He's all and he is more. | By : DarklingWillow Category: M through R > The Old Guard Views: 776 -:- Recommendations : 1 -:- Currently Reading : 0 |
Disclaimer: I do not own The Old Guard movie (or comics), and I do not make any profit from this writing. |
Chapter 4.
Nicolò felt air moving through his airway again, slow, too slow, but it was there. He had been falling for so long; again and again, he had fallen, but not found life again. In his chest he could feel his heart begin to beat, and then pain. So much pain. Tiny pinpricks of pain all throughout his body, from his toes to his head and back again. And then more air. His chest moved, his lungs filled with air, and then his brain exploded with white light, and he was conscious again. Alive again.
Nicolò lifted his hand slowly, felt as if he was learning the motion all over again, and touched his throat. It was there. And there was his head. He opened his eyes, blinked at the darkness, recognized the faint light of a small campfire dancing across dark material, and then the raven velvet of the night sky, filled with stars. Such beautiful stars.
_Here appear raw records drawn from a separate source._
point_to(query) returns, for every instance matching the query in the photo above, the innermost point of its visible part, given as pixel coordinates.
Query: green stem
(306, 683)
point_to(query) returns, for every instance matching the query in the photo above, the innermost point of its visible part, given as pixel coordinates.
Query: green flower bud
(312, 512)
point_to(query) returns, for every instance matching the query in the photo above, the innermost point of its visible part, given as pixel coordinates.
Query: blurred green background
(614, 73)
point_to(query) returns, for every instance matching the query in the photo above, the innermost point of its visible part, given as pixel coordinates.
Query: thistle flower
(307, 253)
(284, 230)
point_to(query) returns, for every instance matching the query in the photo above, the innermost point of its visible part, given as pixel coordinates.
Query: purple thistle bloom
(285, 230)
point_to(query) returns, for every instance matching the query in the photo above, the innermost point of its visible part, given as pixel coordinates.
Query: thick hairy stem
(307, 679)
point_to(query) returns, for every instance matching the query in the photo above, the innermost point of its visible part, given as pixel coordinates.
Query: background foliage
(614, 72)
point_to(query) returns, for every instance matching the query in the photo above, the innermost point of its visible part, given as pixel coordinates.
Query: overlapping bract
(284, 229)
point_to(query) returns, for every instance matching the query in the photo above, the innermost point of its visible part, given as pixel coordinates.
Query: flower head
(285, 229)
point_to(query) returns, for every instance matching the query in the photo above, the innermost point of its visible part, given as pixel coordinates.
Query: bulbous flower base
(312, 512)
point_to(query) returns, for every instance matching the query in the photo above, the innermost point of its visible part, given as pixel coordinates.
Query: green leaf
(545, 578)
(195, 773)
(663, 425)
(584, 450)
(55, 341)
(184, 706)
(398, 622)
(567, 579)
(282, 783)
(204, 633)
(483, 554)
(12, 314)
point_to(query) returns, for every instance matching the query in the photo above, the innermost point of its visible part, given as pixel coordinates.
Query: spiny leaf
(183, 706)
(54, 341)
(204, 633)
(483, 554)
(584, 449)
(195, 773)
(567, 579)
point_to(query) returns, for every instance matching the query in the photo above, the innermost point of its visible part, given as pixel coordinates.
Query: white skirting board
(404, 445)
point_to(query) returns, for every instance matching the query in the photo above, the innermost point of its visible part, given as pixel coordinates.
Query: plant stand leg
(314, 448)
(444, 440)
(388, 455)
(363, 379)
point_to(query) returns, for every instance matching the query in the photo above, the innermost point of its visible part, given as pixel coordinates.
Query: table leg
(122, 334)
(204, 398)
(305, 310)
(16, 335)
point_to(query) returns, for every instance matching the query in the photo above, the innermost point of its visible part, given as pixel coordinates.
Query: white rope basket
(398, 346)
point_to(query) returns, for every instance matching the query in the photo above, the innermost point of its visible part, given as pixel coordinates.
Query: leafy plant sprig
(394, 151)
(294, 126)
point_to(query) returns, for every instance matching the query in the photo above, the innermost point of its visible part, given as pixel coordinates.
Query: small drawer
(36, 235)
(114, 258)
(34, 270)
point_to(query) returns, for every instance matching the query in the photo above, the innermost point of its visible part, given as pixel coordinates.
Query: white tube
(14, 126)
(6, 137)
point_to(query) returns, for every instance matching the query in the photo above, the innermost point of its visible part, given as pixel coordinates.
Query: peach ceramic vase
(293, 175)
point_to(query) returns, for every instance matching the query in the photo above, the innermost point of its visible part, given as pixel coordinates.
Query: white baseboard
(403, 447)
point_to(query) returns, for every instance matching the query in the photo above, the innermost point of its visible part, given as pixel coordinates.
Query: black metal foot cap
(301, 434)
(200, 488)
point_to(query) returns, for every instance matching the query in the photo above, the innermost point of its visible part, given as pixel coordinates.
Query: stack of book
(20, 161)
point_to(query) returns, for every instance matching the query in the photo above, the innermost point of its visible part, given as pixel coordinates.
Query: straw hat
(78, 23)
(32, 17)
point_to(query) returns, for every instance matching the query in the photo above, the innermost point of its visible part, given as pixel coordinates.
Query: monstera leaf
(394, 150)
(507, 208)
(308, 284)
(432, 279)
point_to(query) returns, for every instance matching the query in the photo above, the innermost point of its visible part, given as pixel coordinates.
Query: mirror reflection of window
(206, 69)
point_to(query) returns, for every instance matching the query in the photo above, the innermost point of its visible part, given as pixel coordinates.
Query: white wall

Nicolò turned his head a little and realized that he was laying on his back in a tent. One of those little Arabic tents that the people of the desert used. And in the doorway, there was a figure, sitting, crying, praying. Nicolò made a small sound; he could understand much of that prayer.
The figure turned around at the sound. It was Yusuf. Only he was not dressed as a Saracen anymore. He was dressed as a civilian. He crawled through the sand on all fours and was by Nicolò’s side in an instant.
“You are alive!” he cried in Arabic, reached out to touch Nicolò’s chest, his shoulders.
Nicolò had no words; he was still finding all of himself and the sight of Yusuf there was only more confusing. He had been dead. They had cut his head off. And yet, here he was, with Yusuf. Not at camp anymore, but out in the desert.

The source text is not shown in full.